My dd is 10 and in year 5. She started puberty around 8 with breast buds and body odour and in the last year she has physically developed so much and has breasts and pubic hair and lots of hormones. I think her period is imminent.

I started mine at 10 too and she’s a chunky child like I was but also tall with it but thank god she hasn’t taken after me with her feet as I was in a size 8 shoe at her age and she’s only in a 4.
I’ve always been very open with her about periods etc and she’s always hated the thought of it but her best friend started hers around 6 months ago ( she’s very slim so not sure on the link to weight ) and dd seems much more open to it now, not like she has much choice!

In her primary school they have bins in the junior girls toilets upstairs and a notice on the wall which tells the girls to ask reception for the “red box” if they need any supplies.

I’ve broached the subject before about supplying a little pack for her school bag “just in case” and she’s always refused but I think going into year 6 in September with a male teacher may change her mind.

BirdsandBeesmakinghay · 07/07/2021 10:26

I thought there was a drive towards mixed sex toilets now in al schools? What a nightmare.

BiBabbles · 07/07/2021 13:07

It was about 2 years for DD1. She found the Care and Keeping of You books good though they're a bit American.

I made her a little emergency kit with disposable pads, wet wipes, and a few things like an envelope with an emergency tenner. When she actually started, we looked through some options and bought cloth pads and a pack of black underwear that she's meant to wear with them (doesn't always and then learns why I bought them in black). She liked 'My Little Red Book', an anthology from around the world about first periods, it kinda helped her feel more normal as she was the first among her friends and was in the process of mid-year transferring schools so wasn't yet comfortable talking about those things yet with the girls at her new school yet.
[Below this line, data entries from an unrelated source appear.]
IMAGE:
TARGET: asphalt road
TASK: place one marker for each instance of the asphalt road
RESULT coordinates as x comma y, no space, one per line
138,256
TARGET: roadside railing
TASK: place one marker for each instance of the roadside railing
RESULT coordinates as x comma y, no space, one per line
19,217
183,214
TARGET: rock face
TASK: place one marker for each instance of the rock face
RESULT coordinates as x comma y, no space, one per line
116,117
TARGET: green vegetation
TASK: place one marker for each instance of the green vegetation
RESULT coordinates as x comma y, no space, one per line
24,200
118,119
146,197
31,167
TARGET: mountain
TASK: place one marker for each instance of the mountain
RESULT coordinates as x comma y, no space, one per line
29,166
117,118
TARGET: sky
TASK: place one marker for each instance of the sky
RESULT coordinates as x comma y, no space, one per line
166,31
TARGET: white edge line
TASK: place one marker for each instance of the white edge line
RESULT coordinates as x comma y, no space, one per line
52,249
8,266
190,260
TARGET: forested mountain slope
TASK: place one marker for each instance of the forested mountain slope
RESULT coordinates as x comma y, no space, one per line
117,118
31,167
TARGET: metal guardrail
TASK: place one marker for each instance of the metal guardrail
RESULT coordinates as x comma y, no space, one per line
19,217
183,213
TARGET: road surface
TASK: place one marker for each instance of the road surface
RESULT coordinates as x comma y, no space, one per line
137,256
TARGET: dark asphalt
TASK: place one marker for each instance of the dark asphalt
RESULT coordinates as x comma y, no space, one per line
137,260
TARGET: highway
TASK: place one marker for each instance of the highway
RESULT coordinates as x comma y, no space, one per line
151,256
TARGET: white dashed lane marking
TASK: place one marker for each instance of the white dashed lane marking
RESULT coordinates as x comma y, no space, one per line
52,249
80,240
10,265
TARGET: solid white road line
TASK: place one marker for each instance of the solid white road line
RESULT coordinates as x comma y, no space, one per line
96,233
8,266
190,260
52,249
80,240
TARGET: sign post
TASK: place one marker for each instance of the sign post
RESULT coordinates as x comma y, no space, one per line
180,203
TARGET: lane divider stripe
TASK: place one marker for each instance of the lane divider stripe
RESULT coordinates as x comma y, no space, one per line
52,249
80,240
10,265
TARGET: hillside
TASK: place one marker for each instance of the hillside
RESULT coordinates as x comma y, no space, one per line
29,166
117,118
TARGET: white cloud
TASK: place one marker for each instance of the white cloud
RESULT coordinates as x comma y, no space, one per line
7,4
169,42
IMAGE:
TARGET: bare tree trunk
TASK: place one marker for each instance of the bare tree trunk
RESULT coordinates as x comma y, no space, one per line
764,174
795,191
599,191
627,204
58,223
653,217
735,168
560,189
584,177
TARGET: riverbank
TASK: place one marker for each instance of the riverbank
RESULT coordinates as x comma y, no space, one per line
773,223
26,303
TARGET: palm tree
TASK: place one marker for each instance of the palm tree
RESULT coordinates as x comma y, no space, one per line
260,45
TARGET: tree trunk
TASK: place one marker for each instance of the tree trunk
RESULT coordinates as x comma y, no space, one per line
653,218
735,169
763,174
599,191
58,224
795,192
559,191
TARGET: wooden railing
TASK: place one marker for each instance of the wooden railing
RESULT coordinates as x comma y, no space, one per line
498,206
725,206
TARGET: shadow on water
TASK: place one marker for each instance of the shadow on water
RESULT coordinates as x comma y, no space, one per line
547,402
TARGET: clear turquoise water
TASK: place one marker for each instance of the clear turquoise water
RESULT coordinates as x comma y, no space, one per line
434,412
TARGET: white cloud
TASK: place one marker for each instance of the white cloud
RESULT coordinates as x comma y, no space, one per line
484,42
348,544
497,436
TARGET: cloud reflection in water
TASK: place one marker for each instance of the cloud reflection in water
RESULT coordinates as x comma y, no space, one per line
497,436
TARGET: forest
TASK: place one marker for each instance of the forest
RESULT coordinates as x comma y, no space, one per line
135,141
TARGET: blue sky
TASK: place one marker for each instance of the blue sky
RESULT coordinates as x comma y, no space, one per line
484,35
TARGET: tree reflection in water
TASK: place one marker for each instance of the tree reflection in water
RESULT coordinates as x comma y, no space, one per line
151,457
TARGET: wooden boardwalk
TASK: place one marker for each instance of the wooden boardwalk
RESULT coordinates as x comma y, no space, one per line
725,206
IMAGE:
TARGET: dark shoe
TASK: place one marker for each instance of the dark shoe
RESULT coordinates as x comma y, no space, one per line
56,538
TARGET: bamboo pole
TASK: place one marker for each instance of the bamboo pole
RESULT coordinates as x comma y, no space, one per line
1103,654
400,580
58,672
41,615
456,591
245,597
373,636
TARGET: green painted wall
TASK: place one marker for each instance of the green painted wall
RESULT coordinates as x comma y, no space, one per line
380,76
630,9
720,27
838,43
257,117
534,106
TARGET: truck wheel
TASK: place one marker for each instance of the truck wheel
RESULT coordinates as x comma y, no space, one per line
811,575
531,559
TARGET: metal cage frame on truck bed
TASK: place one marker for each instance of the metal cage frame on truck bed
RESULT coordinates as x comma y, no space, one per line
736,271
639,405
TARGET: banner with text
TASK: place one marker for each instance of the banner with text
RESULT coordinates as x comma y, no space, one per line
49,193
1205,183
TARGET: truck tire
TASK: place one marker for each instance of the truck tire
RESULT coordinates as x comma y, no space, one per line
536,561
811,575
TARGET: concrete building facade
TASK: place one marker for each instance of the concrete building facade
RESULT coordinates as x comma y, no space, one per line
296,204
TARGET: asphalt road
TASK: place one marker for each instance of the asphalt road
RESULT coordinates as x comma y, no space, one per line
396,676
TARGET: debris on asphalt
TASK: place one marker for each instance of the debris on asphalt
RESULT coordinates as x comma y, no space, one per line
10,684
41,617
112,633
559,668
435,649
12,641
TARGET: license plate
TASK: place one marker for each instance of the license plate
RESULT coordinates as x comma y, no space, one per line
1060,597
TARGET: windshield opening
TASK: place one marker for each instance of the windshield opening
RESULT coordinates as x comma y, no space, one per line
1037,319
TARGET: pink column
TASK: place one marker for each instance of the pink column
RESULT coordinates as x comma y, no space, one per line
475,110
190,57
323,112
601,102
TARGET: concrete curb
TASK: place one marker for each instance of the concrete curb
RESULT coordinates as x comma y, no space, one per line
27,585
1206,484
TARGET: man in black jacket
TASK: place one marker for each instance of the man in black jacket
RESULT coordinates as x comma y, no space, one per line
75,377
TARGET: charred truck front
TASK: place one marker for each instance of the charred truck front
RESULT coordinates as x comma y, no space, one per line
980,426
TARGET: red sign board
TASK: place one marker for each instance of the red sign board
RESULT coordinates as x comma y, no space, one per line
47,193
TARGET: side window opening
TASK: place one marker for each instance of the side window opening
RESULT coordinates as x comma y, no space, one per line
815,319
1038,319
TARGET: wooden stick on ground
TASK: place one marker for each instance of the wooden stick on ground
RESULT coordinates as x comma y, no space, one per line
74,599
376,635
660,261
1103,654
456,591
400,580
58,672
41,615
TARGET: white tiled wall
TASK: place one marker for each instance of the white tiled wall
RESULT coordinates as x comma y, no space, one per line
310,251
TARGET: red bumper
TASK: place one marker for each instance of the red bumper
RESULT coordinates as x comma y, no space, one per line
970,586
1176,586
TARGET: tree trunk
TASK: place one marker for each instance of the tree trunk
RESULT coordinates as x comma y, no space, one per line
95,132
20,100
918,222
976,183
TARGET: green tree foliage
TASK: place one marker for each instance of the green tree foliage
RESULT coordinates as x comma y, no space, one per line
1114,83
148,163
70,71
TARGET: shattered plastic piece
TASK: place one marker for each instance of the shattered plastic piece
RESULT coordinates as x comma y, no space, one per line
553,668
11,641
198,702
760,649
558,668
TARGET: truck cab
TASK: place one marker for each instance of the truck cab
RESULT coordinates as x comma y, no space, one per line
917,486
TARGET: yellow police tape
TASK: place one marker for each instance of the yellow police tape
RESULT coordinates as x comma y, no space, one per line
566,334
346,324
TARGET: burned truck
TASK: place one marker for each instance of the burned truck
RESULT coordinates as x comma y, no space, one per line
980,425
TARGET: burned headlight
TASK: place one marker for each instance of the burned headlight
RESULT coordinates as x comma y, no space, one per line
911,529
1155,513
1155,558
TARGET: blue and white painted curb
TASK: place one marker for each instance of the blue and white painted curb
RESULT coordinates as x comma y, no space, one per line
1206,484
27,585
I thought there was a drive towards mixed sex toilets now in al schools? What a nightmare.

I think the drive is for toilets that are easier to supervise. I've seen one school that's done that mostly mixed sex (though had single sex changing rooms), but I've seen others that were single sex. In a new-built secondary near me, it's single sex and disabled on each floor with some 'gender neutral' single loos on the ground floor.

Rapunzel80 · 08/07/2021 12:30

I personally would make appointment with GP just to make sure everything's okay. As you say OP 8 is the early side of normal but it does sound as if puberty is progressing relatively quickly for your dd.